States, actions, rewards

In reinforcement learning are the sets of actions, rewards, and states always pre-defined? I assume that the rewards are set and pre-defined, and the algorithm can not change/ add to those, and that the algorithm can learn new states depending on what action it has taken. How about new actions? Can it learn new actions?

In the reinforcement learning there are not new action as you give the model all possible parameters like let’s assume that if you want to make model in arm you give the model the direction, speed and the angle of this direction that’s the possible actions for this arm and by training the models you adjust these variables to make a good actions

1 Like

Thank you!
Would you be able to answer all the questions please, and confirm my assumption?

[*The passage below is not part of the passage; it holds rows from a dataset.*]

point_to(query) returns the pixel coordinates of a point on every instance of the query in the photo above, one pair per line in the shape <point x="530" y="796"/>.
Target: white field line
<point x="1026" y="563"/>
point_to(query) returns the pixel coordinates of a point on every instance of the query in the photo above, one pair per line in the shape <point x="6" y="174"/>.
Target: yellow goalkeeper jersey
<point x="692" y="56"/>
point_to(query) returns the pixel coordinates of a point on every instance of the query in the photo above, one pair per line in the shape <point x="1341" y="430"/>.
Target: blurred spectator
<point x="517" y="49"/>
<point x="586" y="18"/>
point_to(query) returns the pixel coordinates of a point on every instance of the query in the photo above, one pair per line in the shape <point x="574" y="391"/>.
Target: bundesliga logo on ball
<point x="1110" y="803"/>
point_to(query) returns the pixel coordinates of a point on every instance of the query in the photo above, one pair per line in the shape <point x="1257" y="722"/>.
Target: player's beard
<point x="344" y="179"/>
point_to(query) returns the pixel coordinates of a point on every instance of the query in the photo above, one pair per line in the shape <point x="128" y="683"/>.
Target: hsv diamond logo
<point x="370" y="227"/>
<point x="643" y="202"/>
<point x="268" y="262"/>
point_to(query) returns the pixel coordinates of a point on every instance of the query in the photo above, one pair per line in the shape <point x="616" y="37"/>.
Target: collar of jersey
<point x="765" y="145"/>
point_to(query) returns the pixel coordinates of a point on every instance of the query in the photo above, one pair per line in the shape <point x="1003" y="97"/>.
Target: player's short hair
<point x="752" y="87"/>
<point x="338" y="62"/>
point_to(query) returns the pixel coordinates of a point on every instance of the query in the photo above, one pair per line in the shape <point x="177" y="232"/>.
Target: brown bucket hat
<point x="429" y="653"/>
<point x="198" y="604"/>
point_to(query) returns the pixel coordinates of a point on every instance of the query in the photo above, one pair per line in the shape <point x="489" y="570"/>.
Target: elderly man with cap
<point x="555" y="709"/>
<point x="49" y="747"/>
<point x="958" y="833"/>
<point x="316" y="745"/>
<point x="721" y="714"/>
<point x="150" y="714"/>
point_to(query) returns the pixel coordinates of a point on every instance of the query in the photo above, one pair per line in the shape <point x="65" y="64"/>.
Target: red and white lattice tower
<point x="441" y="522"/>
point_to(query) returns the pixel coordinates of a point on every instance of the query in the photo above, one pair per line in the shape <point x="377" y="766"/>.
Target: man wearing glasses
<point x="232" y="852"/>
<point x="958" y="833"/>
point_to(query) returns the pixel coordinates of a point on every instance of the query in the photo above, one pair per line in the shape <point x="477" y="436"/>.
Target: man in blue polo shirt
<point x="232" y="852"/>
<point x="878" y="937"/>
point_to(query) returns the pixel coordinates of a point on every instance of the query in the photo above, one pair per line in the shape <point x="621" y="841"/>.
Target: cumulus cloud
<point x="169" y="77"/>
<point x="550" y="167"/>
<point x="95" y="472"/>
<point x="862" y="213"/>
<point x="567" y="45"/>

Hey @Basira_Daqiq Thanks for your post.

In RL the sets of actions, rewards, and states are not always pre-defined. The flexibility and adaptability of RL come from the fact that the algorithm can learn and interact with its environment to discover new states, actions, and even learn from the feedback (rewards) it receives.

Just consider that learning or degree to which RL can learn new states, actions, and rewards depends on various factors, including the complexity of the environment, the algorithm’s design, the amount of exploration, and the reward structure.

There might be predefined elements like the initial set of actions or some baseline rewards, RL algorithms can indeed learn new actions, states, and even adapt rewards over time


I’ll give this a try, since I also struggled with this myself.

In order for the model to know what to do in any given state, it needs to know the Q(s,a). The important thing to note is that, initially you don’t know what the Q(s,a) values are for a given state. This is achieved through training the model (or you can start by just guessing the values, but in order to improve, you have to train it).

States are variables, that are derived from the system, that are measurable/calculable values. Things like: position, speed, temperature, pressure, status, etc…

Actions can come from one of two places, depending on if you are: training, or testing, the model. If you are training the model, for the case of the flying helicopter, the actions are inputs from a human ,controlling a joystick. If you are testing the model, the actions come from policies, that are derived from model training.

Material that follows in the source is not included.